The Boston University Women’s Resource Center hosted a holiday event on the naughtier side last week, providing gift advice and other information for those interested in toys definitely not made for kids.
The Vox Annual Sex Toy Party drew about 65 attendees Friday to view different toys and accessories and hear shopping advice about what to look for in adult toys. Megan Andelloux, director of the Sexuality Learning and Resource Centers in Providence, R.I., provided most of the information.
Voices for Choices, which is shortened to Vox, is BU’s student-run Planned Parenthood affiliate.
‘We’re talking about funny things,’ Andelloux told the crowd. ‘I expect embarrassment and giggling.’
Andelloux eased the tension by joking about a minor sex toy accident that happened on her way to BU.
‘The lube exploded,’ she said. ‘It was a little excited in the car ride.’
Andelloux covered a range of subjects from basic anatomy to urban myths to safety precautions used to avoid dangerous adult products. She also gave tips about how to best use the toys.
‘We all want to help each other feel good,’ she said.
Andelloux passed the sex toys around and spoke about different types of lubricant and vibrators.

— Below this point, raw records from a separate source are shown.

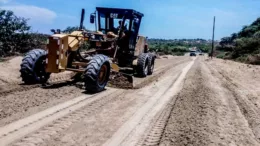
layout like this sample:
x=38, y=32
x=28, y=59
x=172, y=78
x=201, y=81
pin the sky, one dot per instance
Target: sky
x=168, y=19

Water resistance, vibration settings, size, color, feel and multi-stimulation are some basic features Andelloux said people should look for when purchasing a sex toy.
‘Price doesn’t dictate how long it will last or how good it is,’ she said. ‘It’s all about finding what works best for you.’
Vox President Emily Partridge said the Sex Toy Party offered students information so they can be comfortable with their decisions and feel confident about their own sexualities.
‘Safe sex is fun sex,’ Partridge, a College of Arts and Sciences junior, said. ‘Sexuality shouldn’t be defined by other people.’
Good Vibrations, a Boston-area sex toy store, sponsored the party, but no sex toys were sold.
‘We want people to walk away and have learned something,’ Women’s Center co-director Liz Metzger, a Sargent College of Health and Rehabilitation Sciences senior, said. The two-months-old Women’s Center hosted the annual Vox event, which focused on safe sex last year, for the first time in its new facility in the George Sherman Union basement.
Attendees said that though they found the event’s subject matter uncomfortable at times, the atmosphere was relaxed.
‘It was a really good environment,’ CAS junior Liz Peyton said. ‘It was funny, interesting, and really informative and never awkward. It didn’t discriminate.’
CAS junior Xu Xu said she ‘loved’ the party because it addressed something ‘you don’t really hear talked about.’
Organizers said though the Sex Toy Party is held annually, the party changes from year to year, depending on the sponsor and the host. Although Andelloux hosted last year, this party was slightly different. College of General Studies sophomore Eileen O’Hara said last year’s party was more about safe sex.
SAR senior Monique Dawes said she enjoyed the party for its hands-on approach.
‘I really liked it, and actually seeing the toys,’ she said.